Um den Viren Herr zu werden, mutieren alle öffentlichen Ämter zu Gesundheitsbehörden. Biologische und medizinische Metaphern infizieren die Sprache nicht nur, wenn es um Krankheiten geht. Um der Ausbreitung von Seuchen (wie von Sünden) Einhalt zu gebieten, errichtet man Sperrgebiete, man verhängt Quarantänen. Alles, was man sich gerne vom Halse schaffen möchte, betrachtet man als "Mikrobe" oder "Bazille". Gegen einen unsichtbaren, diffusen Feind, der überall sein kann – der frontal, aber vor allem auch hinterrücks angreifen kann –, ist Vorsicht das Gebot der Stunde. So werden ganze Herden geschlachtet, ohne daß irgendeine Gewißheit besteht, ob die Tiere tatsächlich krank sind. Der "Internaut" sitzt vor seinem Computer und löscht alle Nachrichten, deren Absender er nicht kennt, ohne sie zu öffnen. Auf diese Weise wird die Verdächtigung zu einer Art allgemeinen Lebensregel: Die bloße Möglichkeit einer Infektion führt dazu, gegen ganze Bevölkerungskategorien mobil zu machen. Überall macht sich Mißtrauen breit. In der Vergangenheit haben sich aus einer solchen Haltung gegen einen unsichtbaren, aber vermeintlich allgegenwärtigen (und dank seiner Unsichtbarkeit um so schrecklicheren) Feind bekanntlich grauenhafte Wahnvorstellungen genährt und zu anhaltenden Verfolgungen geführt.
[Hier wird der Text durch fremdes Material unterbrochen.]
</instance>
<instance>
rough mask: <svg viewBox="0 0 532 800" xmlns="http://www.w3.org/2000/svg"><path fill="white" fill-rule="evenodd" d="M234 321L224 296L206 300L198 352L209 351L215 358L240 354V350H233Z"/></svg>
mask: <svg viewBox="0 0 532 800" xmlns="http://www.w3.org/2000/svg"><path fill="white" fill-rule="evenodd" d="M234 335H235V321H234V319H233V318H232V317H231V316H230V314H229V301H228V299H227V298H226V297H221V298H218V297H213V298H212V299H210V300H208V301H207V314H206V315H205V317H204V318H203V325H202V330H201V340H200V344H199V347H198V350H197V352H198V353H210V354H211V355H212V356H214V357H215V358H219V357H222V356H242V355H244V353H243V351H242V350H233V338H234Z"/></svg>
Die Folgen für die Politik sind offensichtlich. Ideen, die als "gefährlich" gelten, werden ebenfalls unter Quarantäne gestellt. Um ihrer Verbreitung vorzubeugen, übertreibt man zunächst die Bedrohung, die von ihnen ausgeht (und lenkt dabei von realen Bedrohungen ab). Man verwischt die Unterschiede zwischen Erscheinungen, die nur oberflächlich miteinander zusammenhängen. Dann macht man sich daran, sie auszurotten, indem man die überführten Krankheitsträger als Bürger zweiter Klasse oder gar als Untermenschen behandelt. Um sie herum werden Sperrzonen errichtet.

Der Überwachung folgt die Kontrolle, der Unterstellung die Verfolgung derjenigen, die der Abweichung von ideologisch dominanten Normen verdächtigt werden, und letztlich speist sich daraus eine "orwellianische" Gesellschaft, die dem berühmten Panoptikum Benthams gleicht. So bereitet das Zeitalter der Viren den Weg für eine neue gesellschaftliche Hygiene.